Kuselesaikan makan siang, yang sebenarnya tidak tepat lagi jika dikatakan
siang, dan segera berlari mengayuh sepeda ke rumah Arga. “Wan, Tante menemukan surat ini ketika membereskan barang-barang
Arga dari kamarnya. Tante sudah memutuskan untuk mengikhlaskannya menghadap
Allah, dan Tante tidak mau selalu memikirkannya setiap saat, karena Tante tahu
kalau Arga pasti sudah ditemani oleh malaikat-malaikat di sana. Walaupun
begitu, Arga masih anak tunggal Tante yang paling Tante cintai.” Mata beliau
mulai berkaca-kaca, mungkin pemakaman tadi masih membekas di hatinya. “Tante, terima kasih banyak. Kalau begitu,
sebaiknya aku pergi dulu ke makam Arga. Tadi siang aku belum sempat mengucapkan
selamat tinggal padanya.” Aku memegang tangan mama Arga dan mengangguk
perlahan. Kemudian, kembali kukayuh sepedaku tanpa tujuan yang pasti. Kubongkar
lagi semua memori otakku dan kuharap Arga sedang berada di sana sekarang, di
bukit belakang sekolah. Benar dugaanku.
Setelah kuletakkan sepedaku di tanah, aku berlutut di samping makam Arga. Makam
itu masih basah, entah karena siraman hujan atau bekas prosesi tadi pagi.

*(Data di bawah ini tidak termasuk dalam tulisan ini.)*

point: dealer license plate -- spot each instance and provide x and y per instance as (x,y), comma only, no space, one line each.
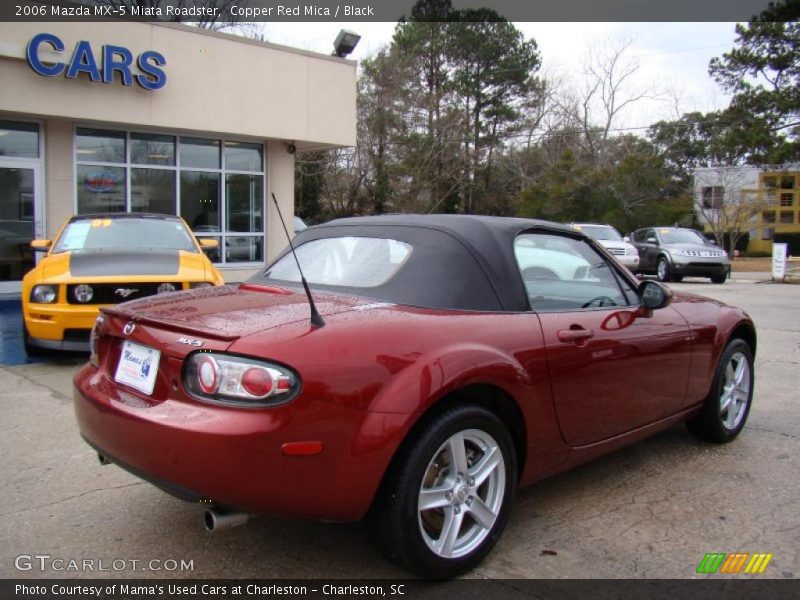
(138,366)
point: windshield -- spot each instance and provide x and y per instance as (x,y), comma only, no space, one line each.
(358,262)
(125,233)
(681,236)
(600,232)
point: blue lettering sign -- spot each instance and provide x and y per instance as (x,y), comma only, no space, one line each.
(33,54)
(117,59)
(114,60)
(159,78)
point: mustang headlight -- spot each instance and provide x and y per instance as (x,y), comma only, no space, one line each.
(166,287)
(83,293)
(44,294)
(232,379)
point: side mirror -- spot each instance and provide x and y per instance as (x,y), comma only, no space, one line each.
(41,245)
(654,295)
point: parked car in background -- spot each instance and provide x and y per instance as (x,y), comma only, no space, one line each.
(104,259)
(672,253)
(612,241)
(435,375)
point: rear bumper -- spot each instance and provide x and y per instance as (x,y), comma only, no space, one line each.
(233,456)
(629,261)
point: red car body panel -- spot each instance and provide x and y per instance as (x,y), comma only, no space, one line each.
(371,374)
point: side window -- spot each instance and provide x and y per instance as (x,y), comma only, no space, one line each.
(562,273)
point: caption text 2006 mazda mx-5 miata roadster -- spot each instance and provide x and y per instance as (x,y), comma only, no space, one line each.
(452,358)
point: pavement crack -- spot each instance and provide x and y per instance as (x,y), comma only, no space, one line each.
(791,435)
(70,498)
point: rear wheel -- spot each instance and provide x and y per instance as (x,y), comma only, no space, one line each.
(726,408)
(663,270)
(446,502)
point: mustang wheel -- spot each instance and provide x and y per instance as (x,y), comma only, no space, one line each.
(446,503)
(662,270)
(728,404)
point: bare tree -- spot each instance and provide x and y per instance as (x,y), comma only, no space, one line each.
(607,89)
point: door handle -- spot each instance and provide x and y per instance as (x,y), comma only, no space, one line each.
(575,335)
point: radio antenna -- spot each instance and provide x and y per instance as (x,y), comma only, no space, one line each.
(316,318)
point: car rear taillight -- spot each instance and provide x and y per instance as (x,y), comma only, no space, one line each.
(93,337)
(231,379)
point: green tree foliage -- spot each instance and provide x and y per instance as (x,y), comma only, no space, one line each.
(762,72)
(636,190)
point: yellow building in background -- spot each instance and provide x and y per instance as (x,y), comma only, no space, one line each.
(765,202)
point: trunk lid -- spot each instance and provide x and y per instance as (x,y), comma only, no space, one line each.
(231,311)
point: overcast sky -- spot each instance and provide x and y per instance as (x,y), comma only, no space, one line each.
(673,57)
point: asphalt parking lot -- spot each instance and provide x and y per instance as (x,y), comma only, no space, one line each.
(650,511)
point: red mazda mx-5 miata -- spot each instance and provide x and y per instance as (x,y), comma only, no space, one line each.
(449,359)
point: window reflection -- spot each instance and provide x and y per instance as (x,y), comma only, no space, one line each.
(19,139)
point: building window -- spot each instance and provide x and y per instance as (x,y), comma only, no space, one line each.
(20,140)
(712,196)
(217,186)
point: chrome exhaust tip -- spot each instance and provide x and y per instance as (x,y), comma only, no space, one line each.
(215,519)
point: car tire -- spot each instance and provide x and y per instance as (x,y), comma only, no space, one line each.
(719,278)
(30,349)
(663,270)
(471,502)
(727,405)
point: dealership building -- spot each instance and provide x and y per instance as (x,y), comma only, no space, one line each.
(163,118)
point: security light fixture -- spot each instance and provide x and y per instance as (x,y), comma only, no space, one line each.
(345,43)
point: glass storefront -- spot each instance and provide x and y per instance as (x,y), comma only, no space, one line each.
(19,187)
(216,185)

Kuambil segenggam tanah dan menaburkannya ke tengah taburan bunga. Aku melihat
ke segala penjuru sejenak, kemudian membuka surat yang diberikan mama Arga. Di
sampul surat itu memang tertulis namaku, namun huruf-hurufnya sudah mulai
kabur. “Memang sulit menerima
keadaan yang seharusnya tak kaurasakan. Terasa berat ketika engkau mendapati
dirimu ditengah lautan aroma kematian yang mulai menarik dirimu ke arahnya.

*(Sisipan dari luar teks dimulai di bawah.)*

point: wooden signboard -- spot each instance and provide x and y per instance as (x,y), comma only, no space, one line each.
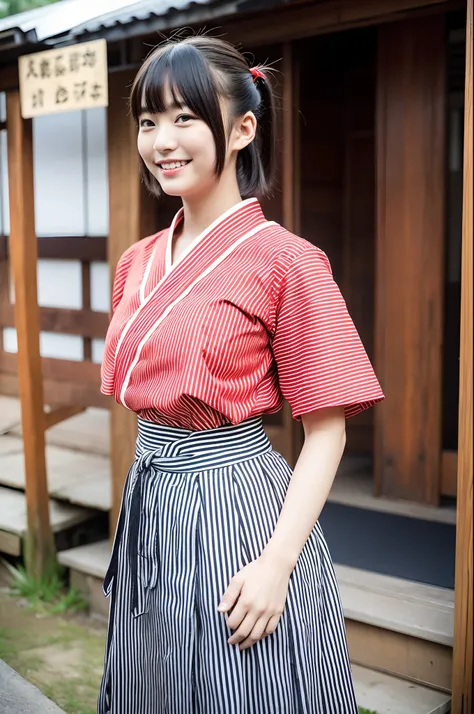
(64,79)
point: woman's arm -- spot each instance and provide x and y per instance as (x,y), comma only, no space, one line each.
(257,593)
(325,439)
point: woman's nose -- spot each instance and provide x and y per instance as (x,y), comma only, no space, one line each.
(164,140)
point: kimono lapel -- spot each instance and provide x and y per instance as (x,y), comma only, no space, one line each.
(156,302)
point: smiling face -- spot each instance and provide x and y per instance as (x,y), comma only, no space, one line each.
(178,149)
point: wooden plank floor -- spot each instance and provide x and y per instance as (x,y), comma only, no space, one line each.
(389,695)
(13,519)
(80,478)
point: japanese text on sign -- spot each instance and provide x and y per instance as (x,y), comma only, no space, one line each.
(64,79)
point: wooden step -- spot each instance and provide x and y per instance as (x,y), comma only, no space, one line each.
(13,519)
(393,626)
(385,694)
(80,478)
(353,486)
(398,626)
(87,567)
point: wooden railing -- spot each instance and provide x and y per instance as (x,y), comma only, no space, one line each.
(66,382)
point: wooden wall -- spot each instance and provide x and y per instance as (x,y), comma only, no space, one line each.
(338,176)
(410,262)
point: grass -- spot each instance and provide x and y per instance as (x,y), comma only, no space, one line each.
(47,594)
(45,637)
(61,654)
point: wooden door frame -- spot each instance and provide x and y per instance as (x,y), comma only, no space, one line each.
(463,590)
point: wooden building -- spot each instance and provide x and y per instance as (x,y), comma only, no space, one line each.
(376,169)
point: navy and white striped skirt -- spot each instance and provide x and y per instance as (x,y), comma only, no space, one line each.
(197,507)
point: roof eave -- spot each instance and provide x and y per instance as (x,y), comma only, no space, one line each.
(15,37)
(173,19)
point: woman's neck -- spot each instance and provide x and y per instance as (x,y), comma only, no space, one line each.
(199,214)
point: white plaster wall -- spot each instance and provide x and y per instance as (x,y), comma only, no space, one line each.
(71,198)
(51,344)
(100,287)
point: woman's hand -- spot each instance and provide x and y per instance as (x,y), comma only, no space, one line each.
(257,595)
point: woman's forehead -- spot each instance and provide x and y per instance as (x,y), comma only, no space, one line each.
(169,98)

Namun hanya dengan menerimanyalah, aku akan menjadi kuat, karena aku hidup
untuk-Nya dan aku akan mati untuk-Nya. Hanya untuk-Nya. Allah, jika ini yang
Engkau kehendaki, ambillah diriku untuk menyadarkan kami yang berlumur noda
dosa yang tak Kau cintai ini… Ambillah diriku agar kami menyadari betapa
agungnya Engkau ketika membuat dan menarik kami… Sadarkanlah kami dari belenggu
ini, ya Allah. Bimbing langkah kami agar selalu berjalan di jalan-Mu… Amin…” Tak terasa satu demi satu bulir air mata
kembali membasahi pipiku. Kutatap sebentar makamnya dan kucium batu nisannya,
yang beraroma keindahan setiap kebaikan yang dilakukan Arga. Aku segera bangkit
dan menuruni bukit itu. Sekilas aku berbalik dan berbisik perlahan di dalam
hati, “Terima kasih, Arga. Kau selalu menenangkanku, membimbingku menuju
keagungan Tuhan. Arga…”*** Tiga
tahun telah berlalu dan aku kembali mengunjunginya, mendatangi rumahnya yang
kecil namun tenang itu, kembali bersilaturahmi dengan membawa diriku yang baru,
yang terlahir kembali menjadi seorang muslim sejati. Tak lupa kubeli beberapa
bunga segar untuk menemaninya. “Assalamualaikum, Arga. Maaf sudah lama aku tak
mengunjungimu, membersihkan rumahmu yang tentram ini,” aku mengusap tanah
makamnya yang tak rata. “kau tahu, Ga? Akhirnya aku berhasil mencapai cita-citaku,
mewujudkan impianmu, dan menjadi pengikut-Nya yang setia. Aku telah menjadi
seorang muallaf…” senyum yang menunjukkan kebanggaanku terlukis dari wajahku
yang kini tampak segar. “Kita akan bertemu di sana suatu hari nanti.” Aku
kemudian menabur bunga dan berdiri, menatap pohon harapan kami yang menjulang
tinggi di hadapanku. Angin yang bertiup perlahan membelai wajahku seakan
membawa jawaban, “Ya, kita pasti akan bertemu lagi.”